Building a Streaming ETL with Flink CDC

Building a Streaming ETL with Flink CDC #

This tutorial is to show how to quickly build streaming ETL for MySQL and Postgres with Flink CDC.

Assuming we are running an e-commerce business. The product and order data stored in MySQL, the shipment data related to the order is stored in Postgres. We want to enrich the orders using the product and shipment table, and then load the enriched orders to ElasticSearch in real time.

In the following sections, we will describe how to use Flink Mysql/Postgres CDC to implement it. All exercises in this tutorial are performed in the Flink SQL CLI, and the entire process uses standard SQL syntax, without a single line of Java/Scala code or IDE installation.

The overview of the architecture is as follows: Flink CDC Streaming ETL

Preparation #

Prepare a Linux or MacOS computer with Docker installed.

Starting components required #

The components required in this demo are all managed in containers, so we will use docker-compose to start them.

Create docker-compose.yml file using following contents:

version: '2.1'
services:
  postgres:
    image: debezium/example-postgres:1.1
    ports:
      - "5432:5432"
    environment:
      - POSTGRES_DB=postgres
      - POSTGRES_USER=postgres
      - POSTGRES_PASSWORD=postgres
  mysql:
    image: debezium/example-mysql:1.1
    ports:
      - "3306:3306"
    environment:
      - MYSQL_ROOT_PASSWORD=123456
      - MYSQL_USER=mysqluser
      - MYSQL_PASSWORD=mysqlpw
  elasticsearch:
    image: elastic/elasticsearch:7.6.0
    environment:
      - cluster.name=docker-cluster
      - bootstrap.memory_lock=true
      - "ES_JAVA_OPTS=-Xms512m -Xmx512m"
      - discovery.type=single-node
    ports:
      - "9200:9200"
      - "9300:9300"
    ulimits:
      memlock:
        soft: -1
        hard: -1
      nofile:
        soft: 65536
        hard: 65536
  kibana:
    image: elastic/kibana:7.6.0
    ports:
      - "5601:5601"

The Docker Compose environment consists of the following containers:

  • MySQL: the products,orders tables will be store in the database. They will be joined with data in Postgres to enrich the orders.
  • Postgres: the shipments table will be store in the database.
  • Elasticsearch: mainly used as a data sink to store enriched orders.
  • Kibana: used to visualize the data in Elasticsearch.

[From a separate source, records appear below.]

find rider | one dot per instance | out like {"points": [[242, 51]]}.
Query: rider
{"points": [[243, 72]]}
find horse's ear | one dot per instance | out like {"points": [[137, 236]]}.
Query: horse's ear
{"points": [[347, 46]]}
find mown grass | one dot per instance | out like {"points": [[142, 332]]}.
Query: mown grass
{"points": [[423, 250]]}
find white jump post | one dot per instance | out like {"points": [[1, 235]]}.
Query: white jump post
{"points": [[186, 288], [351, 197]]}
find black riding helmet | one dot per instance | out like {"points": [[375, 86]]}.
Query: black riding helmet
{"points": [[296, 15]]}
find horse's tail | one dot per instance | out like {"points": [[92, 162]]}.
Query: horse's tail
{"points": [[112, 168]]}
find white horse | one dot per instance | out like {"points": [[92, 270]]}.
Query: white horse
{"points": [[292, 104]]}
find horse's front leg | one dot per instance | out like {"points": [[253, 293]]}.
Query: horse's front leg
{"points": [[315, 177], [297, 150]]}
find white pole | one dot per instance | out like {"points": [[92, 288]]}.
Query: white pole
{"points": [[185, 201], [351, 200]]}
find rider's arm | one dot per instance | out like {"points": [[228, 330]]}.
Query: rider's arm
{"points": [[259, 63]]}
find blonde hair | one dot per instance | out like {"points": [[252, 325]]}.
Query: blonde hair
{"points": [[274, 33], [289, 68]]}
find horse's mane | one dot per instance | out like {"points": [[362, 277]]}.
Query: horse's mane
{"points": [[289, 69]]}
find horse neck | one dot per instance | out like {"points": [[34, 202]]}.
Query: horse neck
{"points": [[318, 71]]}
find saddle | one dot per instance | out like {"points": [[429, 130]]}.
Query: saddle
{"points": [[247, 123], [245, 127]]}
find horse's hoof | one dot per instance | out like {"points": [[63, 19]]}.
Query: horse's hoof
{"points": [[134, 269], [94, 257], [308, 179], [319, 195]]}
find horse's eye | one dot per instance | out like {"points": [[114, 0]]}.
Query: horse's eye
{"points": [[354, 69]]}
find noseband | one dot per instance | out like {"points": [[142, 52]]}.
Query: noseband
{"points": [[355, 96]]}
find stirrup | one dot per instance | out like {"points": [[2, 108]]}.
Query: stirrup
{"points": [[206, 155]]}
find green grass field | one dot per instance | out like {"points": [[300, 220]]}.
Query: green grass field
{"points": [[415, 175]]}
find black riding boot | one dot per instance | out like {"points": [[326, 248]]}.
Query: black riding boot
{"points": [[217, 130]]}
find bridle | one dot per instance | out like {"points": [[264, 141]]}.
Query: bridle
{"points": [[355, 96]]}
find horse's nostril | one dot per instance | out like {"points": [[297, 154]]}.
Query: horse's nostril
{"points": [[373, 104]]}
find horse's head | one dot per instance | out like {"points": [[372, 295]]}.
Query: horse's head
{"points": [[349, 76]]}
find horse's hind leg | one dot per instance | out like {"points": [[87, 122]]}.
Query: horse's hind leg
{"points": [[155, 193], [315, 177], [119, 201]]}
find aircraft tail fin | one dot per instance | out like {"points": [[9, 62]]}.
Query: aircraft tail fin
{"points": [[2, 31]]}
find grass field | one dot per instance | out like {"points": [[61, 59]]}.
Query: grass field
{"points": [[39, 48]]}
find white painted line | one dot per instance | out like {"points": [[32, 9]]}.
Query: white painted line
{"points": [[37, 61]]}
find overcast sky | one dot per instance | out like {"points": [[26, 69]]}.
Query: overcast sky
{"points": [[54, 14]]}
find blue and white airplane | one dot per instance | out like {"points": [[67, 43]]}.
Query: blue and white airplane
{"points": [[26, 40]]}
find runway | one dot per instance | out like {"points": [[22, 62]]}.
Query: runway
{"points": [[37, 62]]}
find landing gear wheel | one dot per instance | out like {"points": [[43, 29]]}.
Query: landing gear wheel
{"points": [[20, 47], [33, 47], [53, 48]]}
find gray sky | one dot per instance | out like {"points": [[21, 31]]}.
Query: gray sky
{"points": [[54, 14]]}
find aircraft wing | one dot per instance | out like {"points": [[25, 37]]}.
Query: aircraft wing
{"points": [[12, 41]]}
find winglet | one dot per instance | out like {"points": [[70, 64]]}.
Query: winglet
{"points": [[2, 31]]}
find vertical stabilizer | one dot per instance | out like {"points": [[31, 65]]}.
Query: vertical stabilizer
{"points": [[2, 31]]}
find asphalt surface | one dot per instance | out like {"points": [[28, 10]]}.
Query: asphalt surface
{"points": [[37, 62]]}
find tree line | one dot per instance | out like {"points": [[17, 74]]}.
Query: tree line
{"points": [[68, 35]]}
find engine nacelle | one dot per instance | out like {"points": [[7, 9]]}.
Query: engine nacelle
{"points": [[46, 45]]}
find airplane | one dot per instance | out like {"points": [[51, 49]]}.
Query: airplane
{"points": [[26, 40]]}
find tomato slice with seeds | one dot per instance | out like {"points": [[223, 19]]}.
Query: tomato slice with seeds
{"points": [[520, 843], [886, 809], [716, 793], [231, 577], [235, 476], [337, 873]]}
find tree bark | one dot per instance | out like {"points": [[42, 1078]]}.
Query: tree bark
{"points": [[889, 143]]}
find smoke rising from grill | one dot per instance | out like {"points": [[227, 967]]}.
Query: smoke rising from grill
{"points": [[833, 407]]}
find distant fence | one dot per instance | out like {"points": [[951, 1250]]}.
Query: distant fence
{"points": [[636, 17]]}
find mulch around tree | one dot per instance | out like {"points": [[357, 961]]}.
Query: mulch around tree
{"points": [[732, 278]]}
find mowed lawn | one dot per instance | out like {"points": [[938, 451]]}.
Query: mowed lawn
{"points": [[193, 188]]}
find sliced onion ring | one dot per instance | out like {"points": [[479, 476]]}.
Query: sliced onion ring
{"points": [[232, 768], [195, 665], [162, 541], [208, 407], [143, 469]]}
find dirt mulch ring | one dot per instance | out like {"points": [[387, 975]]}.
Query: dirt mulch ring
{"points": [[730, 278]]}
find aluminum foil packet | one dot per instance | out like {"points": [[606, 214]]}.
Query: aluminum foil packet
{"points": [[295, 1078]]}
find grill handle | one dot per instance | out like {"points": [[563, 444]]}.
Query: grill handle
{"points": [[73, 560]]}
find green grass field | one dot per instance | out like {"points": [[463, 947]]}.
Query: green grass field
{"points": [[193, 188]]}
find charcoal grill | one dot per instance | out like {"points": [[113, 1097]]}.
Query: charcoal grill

To start all containers, run the following command in the directory that contains the docker-compose.yml file.

docker-compose up -d

This command automatically starts all the containers defined in the Docker Compose configuration in a detached mode. Run docker ps to check whether these containers are running properly. We can also visit http://localhost:5601/ to see if Kibana is running normally.

  1. Download Flink 1.18.0 and unzip it to the directory flink-1.18.0

  2. Download following JAR package required and put them under flink-1.18.0/lib/:

    Download links are available only for stable releases, SNAPSHOT dependencies need to be built based on master or release branches by yourself.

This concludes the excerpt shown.